There’s a bunch more weird and fascinating effects that you can spot in these types of visualizations, but I’ll stop there for now.

Visualizing Special Relativity

I’ve been thinking a lot about special relativity recently, and wrote up a fun program for visualizing some of its stranger implications. Before going on to these visualizations, I want to recommend the Youtube channel MinutePhysics, which made a fantastic primer on the subject. I’ll link the first few of these here, as they might help with understanding the rest of the post. I highly recommend the entire series, even if you’re already pretty familiar with the subject.

Now, on to the pretty images! I’m still trying to determine whether it’s possible to embed applets in my posts, so that you can play with the program for yourself. Until I figure that out, GIFs will have to suffice.

lots of particles

Let me explain what’s going on in the image.

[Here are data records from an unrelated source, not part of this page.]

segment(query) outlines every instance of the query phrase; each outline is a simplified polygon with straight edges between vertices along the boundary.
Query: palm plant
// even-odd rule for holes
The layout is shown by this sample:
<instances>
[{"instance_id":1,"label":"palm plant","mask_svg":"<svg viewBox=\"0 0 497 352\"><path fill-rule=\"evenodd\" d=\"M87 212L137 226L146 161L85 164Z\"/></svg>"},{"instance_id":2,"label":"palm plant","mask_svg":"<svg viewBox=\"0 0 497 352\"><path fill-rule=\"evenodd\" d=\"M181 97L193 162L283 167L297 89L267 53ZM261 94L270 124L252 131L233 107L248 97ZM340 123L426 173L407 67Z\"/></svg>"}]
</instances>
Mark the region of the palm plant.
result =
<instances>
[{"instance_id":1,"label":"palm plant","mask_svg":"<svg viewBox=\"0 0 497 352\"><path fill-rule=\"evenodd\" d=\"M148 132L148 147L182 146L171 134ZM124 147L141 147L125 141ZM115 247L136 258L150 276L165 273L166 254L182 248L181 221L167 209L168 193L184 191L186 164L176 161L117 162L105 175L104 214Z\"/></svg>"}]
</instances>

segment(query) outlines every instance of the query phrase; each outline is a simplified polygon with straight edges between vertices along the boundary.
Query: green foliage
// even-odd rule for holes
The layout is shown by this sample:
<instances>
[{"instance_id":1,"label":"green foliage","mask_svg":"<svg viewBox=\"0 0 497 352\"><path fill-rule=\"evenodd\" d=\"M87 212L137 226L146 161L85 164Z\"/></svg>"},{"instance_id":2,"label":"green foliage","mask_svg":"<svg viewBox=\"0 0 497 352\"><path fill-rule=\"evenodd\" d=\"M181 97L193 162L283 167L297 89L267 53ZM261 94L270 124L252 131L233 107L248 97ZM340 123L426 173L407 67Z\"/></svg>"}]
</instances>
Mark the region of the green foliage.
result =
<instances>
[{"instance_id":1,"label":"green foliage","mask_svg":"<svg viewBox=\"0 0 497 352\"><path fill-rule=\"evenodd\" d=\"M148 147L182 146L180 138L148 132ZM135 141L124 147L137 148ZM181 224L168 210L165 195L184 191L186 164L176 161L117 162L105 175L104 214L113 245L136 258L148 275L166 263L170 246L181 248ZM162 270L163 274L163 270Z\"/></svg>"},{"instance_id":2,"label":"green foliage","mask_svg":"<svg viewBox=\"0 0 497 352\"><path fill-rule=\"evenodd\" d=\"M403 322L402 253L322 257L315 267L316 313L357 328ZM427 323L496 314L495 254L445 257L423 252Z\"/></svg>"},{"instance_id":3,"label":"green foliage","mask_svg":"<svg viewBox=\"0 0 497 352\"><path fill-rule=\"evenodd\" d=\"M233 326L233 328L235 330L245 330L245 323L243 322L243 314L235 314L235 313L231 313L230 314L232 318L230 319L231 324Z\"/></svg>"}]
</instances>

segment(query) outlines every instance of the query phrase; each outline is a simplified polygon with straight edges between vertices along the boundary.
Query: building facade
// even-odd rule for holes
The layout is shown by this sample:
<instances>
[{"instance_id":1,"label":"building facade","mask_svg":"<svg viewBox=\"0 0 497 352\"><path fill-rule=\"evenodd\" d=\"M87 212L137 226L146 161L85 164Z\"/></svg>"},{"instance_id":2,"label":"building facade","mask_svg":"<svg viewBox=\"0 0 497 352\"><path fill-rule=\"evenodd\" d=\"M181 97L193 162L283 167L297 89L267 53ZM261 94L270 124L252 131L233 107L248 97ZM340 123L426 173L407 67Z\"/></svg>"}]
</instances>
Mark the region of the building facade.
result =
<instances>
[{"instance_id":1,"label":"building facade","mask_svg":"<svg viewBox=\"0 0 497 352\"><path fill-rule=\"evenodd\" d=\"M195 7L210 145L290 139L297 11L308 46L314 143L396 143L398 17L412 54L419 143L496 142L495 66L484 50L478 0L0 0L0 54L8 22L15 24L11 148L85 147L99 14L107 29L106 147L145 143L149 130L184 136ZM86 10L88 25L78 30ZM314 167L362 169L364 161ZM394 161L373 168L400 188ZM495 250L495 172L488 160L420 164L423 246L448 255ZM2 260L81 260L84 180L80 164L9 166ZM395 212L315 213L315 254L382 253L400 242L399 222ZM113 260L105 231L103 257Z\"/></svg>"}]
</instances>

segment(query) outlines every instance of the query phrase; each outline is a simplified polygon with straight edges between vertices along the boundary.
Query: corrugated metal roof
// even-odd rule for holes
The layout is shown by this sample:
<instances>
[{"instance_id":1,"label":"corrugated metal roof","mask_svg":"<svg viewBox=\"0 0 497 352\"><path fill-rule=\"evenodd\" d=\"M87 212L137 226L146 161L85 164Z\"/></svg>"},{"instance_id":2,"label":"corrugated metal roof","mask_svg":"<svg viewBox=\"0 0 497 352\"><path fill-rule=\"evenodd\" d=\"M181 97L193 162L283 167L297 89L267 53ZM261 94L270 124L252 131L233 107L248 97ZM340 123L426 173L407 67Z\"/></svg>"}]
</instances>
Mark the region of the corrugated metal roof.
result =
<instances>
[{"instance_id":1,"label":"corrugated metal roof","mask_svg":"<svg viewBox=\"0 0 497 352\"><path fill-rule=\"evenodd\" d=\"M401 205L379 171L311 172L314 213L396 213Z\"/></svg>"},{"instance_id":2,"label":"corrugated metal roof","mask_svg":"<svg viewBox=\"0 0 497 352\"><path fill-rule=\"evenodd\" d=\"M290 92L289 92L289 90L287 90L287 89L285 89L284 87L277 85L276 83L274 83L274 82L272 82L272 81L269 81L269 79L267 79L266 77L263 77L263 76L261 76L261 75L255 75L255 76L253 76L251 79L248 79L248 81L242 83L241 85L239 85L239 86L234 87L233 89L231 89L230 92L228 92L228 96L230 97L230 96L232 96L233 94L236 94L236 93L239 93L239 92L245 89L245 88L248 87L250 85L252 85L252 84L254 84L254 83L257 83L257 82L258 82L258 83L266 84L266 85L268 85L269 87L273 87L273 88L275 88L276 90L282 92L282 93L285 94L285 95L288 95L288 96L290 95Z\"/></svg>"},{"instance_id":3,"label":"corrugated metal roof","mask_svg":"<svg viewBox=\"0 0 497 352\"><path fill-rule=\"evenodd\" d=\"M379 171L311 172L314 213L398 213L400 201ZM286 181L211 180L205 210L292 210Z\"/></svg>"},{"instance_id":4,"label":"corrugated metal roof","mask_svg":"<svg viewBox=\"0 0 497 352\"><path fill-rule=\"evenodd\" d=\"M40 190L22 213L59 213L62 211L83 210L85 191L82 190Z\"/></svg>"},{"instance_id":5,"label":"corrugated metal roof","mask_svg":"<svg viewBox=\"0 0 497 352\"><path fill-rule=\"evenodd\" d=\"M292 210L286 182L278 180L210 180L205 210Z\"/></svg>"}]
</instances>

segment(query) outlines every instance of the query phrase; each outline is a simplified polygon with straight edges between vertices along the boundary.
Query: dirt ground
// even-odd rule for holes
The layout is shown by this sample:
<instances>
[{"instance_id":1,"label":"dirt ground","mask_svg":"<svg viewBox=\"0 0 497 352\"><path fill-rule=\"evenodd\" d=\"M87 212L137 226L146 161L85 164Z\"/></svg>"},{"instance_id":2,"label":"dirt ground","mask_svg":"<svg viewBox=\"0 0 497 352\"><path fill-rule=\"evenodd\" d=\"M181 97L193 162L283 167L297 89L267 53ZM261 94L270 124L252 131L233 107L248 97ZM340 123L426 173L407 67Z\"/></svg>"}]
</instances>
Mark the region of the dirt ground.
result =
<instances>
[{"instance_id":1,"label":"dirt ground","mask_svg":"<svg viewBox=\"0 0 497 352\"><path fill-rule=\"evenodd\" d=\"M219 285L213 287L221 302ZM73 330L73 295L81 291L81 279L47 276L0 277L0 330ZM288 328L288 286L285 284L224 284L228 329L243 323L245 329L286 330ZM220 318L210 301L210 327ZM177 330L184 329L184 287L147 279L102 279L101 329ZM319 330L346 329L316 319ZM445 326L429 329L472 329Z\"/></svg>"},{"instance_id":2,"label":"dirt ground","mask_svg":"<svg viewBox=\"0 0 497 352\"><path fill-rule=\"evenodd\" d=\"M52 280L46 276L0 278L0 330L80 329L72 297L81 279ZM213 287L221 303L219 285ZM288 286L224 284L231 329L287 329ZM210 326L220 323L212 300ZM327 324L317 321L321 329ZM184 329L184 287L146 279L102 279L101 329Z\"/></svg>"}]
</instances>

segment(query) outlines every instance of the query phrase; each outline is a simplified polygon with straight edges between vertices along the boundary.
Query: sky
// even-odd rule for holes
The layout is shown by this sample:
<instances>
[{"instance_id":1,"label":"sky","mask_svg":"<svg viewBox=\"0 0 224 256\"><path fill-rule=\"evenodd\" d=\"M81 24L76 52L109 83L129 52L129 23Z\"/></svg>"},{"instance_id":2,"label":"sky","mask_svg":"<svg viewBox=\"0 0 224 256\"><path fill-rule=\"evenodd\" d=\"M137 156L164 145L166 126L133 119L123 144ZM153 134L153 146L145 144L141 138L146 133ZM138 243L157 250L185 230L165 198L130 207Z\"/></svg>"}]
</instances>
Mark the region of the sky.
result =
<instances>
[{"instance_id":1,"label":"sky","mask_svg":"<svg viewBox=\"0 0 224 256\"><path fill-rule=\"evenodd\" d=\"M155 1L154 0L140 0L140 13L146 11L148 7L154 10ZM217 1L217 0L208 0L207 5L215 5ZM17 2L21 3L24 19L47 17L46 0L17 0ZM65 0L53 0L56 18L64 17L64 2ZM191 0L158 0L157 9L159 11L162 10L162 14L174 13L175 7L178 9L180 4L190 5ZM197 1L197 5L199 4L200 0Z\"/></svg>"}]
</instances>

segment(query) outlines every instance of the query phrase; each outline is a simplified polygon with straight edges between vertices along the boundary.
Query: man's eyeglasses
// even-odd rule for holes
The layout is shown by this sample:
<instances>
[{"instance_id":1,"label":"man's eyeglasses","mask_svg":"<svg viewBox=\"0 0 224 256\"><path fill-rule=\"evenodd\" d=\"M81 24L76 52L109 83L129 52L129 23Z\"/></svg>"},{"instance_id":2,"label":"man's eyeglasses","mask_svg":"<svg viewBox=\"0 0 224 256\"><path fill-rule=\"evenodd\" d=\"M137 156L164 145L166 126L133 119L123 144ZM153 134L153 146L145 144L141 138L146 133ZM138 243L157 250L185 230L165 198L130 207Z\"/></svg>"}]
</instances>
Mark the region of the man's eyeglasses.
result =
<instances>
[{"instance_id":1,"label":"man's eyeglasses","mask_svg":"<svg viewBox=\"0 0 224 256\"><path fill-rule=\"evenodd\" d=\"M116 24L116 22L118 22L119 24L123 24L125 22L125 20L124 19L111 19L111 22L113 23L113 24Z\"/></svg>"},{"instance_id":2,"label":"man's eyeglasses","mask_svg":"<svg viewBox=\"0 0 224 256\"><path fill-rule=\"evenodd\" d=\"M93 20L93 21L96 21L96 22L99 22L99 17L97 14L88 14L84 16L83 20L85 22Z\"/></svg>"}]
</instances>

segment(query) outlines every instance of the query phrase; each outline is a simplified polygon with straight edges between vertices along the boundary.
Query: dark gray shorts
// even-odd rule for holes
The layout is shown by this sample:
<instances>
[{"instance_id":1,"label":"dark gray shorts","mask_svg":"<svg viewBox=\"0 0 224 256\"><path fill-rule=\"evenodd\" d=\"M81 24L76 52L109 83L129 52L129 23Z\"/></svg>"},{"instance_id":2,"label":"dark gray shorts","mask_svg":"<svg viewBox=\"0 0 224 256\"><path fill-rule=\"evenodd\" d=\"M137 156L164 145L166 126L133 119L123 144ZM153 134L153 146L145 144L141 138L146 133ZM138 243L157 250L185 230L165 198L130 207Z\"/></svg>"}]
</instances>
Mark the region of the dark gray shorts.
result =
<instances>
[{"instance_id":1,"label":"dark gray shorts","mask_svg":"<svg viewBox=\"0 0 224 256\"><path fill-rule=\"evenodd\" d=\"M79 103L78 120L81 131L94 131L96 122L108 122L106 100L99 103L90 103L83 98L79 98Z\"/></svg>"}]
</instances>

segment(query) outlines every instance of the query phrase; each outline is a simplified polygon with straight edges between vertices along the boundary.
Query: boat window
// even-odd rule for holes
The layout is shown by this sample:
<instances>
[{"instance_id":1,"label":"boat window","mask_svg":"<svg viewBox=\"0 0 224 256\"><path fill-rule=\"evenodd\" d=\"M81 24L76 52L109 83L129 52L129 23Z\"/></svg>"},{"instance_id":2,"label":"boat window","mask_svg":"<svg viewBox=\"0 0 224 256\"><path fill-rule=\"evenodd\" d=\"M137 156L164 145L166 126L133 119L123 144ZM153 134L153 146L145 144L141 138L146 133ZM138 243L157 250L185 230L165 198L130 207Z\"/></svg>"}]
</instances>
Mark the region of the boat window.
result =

First of all, the vertical direction is time (up is the future, down is the past), and the horizontal direction is space (which is 1D for simplicity). What we’re looking at is the universe as described by an observer at a particular point in space and time. The point that this observer is at is right smack-dab in the center of the diagram, where the two black diagonal lines meet. These lines represent the observer’s light cone: the paths through spacetime that would be taken by beams of light emitted in either direction. And finally, the multicolored dots scattered in the upper quadrant represent other spacetime events in the observer’s future.

Now, what is being varied is the velocity of the observer. Again, keep in mind that the observer is not actually moving through time in this visualization. What is being shown is the way that other events would be arranged spatially and temporally if the observer had different velocities.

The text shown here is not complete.